Description
Proposal:
Add a function argument to the mean
aggregate function called maintainType:
(defaulted to false
to maintain backward compatibility), which when set will guarantee that the resulting value is of the same type as the initial value.
Current behavior:
Unlike the other aggregates, the mean
aggregate function is hardcoded to return an floating point. However, this is often not necessary (if the input domain is large enough that we don't care for decimal precision) and in many cases creates a very hard to overcome obstacle by changing the type of stream when passing through an aggregateWindow
.
Desired behavior:
When specified, an integer column should be downsampled to an integer result column.
Alternatives considered:
As per the influx documentation itself, I have considered using a types.isType
filter to split my stream into multiple streams. However, types.isType
is not a push-down filter, and therefore if I am to do:
from(bucket:"data")
|> range(start: -15m)
// |> filter(fn: (r) => types.isType(v: r._value, type: "float") // <- adding this filter breaks the pushdown
|> aggregateWindow(fn: mean, every:5m)
|> set(key: "ds", value: tag)
the entire aggregate calculation is pulled into flux and then dumped back into influx. On the current production server, doing this pushes my query from <30 seconds to ~10 minutes long. We have approx 1300 fields in total.

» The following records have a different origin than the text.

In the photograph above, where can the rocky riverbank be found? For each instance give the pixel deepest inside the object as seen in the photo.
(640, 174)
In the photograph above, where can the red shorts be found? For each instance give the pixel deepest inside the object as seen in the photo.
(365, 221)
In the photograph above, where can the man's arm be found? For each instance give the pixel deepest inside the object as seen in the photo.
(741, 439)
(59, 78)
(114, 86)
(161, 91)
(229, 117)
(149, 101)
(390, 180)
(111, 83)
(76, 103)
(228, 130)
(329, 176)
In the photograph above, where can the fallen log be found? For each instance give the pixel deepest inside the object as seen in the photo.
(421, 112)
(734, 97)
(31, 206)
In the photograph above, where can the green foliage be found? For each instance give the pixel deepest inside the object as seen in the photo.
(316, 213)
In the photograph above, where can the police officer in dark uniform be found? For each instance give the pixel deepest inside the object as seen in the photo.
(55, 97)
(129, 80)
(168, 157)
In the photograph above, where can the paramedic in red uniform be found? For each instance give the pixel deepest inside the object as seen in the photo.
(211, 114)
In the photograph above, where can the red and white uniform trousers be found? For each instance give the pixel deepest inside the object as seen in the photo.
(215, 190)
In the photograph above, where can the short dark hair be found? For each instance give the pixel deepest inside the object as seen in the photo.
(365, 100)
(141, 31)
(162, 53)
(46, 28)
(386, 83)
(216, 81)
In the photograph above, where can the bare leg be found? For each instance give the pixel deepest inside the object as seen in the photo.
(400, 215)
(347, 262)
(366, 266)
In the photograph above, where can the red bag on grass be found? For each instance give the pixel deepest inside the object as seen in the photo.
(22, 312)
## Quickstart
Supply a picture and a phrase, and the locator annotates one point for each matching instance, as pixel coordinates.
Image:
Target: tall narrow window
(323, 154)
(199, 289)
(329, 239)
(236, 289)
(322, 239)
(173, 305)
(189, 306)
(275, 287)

I have found no possible remedy to this problem that doesn't break the pushdown optimization, short of tagging my fields with their types. But this isn't DRY. Also, as far as I can tell, it isn't clear what happens when an |> to()
step fails due to a type mismatch: does all the subsequent data get dropped, is it only the data that isn't of the correct type? I do not know if this is defined behaviour per the documentation standard.
I am currently using a two step process where I manually compute mean aggregates using an ephemeral (1 hour RP) bucket:
a =
from(bucket:"data")
|> range(start: -15m)
|> aggregateWindow(fn: sum, every:5m)
|> set(key: "agg", value: "sum")
|> set(key: "ds", value: "5m")
b =
from(bucket:"data")
|> range(start: -15m)
|> aggregateWindow(fn: count, every:5m)
|> set(key: "agg", value: "count")
|> set(key: "ds", value: "5m")
join.time(left: a |> drop(columns: ["aggregate"]),
right: b |> drop(columns: ["aggregate"]),
as: (l,r) => ({l with _value: if types.isType(v: l._value, type: "float") then l._value / float(v: r._value) else l._value / r._value}))
(note that this method isn't completely DRY because it forces the developer to be aware of which tags exist on each field)
Use case:
this is extremely important for being able to write large, maintainable DRY code for downsampling and generic tasks, where the input data is either not known at design time or is too broad to hardcode into a task (due to there not being an iteration mechanism to run through a bag of fields).